The images use the Near-Infrared Camera which has three specialized infrared filters that showcase details of the planet. The photos are composites that clearly show Jupiter’s auroras at each polar end of the planet. The images also show the red spot in incredible detail. You can also see the planet’s extremely faint rings and two of its smaller moons, Amalthea (the bright spot to the far left) and Adrastea (the dot at the left edge of the central ring).
Since infrared light is invisible to the human eye, the light has been mapped onto the visible spectrum. Generally, the longest wavelengths appear redder and the shortest wavelengths are shown as more blue. Scientists collaborated with citizen scientist Judy Schmidt to translate the Webb data into images.

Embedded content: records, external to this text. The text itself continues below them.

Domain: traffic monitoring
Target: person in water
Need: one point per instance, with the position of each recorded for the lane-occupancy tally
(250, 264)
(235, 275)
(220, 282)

In the standalone view of Jupiter, created from a composite of several images from Webb, auroras extend to high altitudes above both the northern and southern poles of Jupiter. The auroras shine in a filter that is mapped to redder colours, which also highlights light reflected from lower clouds and upper hazes. A different filter, mapped to yellows and greens, shows hazes swirling around the northern and southern poles. A third filter, mapped to blues, showcases light that is reflected from a deeper main cloud.
Jupiter’s red spot is actually a massive storm, bigger in size than the earth itself. It appears bright white because it’s reflecting sunlight.
“The brightness here indicates high altitude – so the Great Red Spot has high-altitude hazes, as does the equatorial region,” said Heidi Hammel, Webb interdisciplinary scientist for solar system observations and vice president for science at AURA. “The numerous bright white ‘spots’ and ‘streaks’ are likely very high-altitude cloud tops of condensed convective storms.” By contrast, dark ribbons north of the equatorial region have little cloud cover.
But data from telescopes like Webb doesn’t arrive on Earth neatly packaged. Instead, it contains information about the brightness of the light on Webb’s detectors. This information arrives at the Space Telescope Science Institute (STScI) as raw data.
STScI processes the data into calibrated files for scientific analysis. Scientists then translate that information into images like these. While a team at STScI formally processes Webb images for official release, non-professional astronomers known as citizen scientists often dive into the public data archive to retrieve and process images, too.
These images are amazingly detailed and give us so much more information about the planet Jupiter than ever before. The James Webb telescope just keeps getting better and better!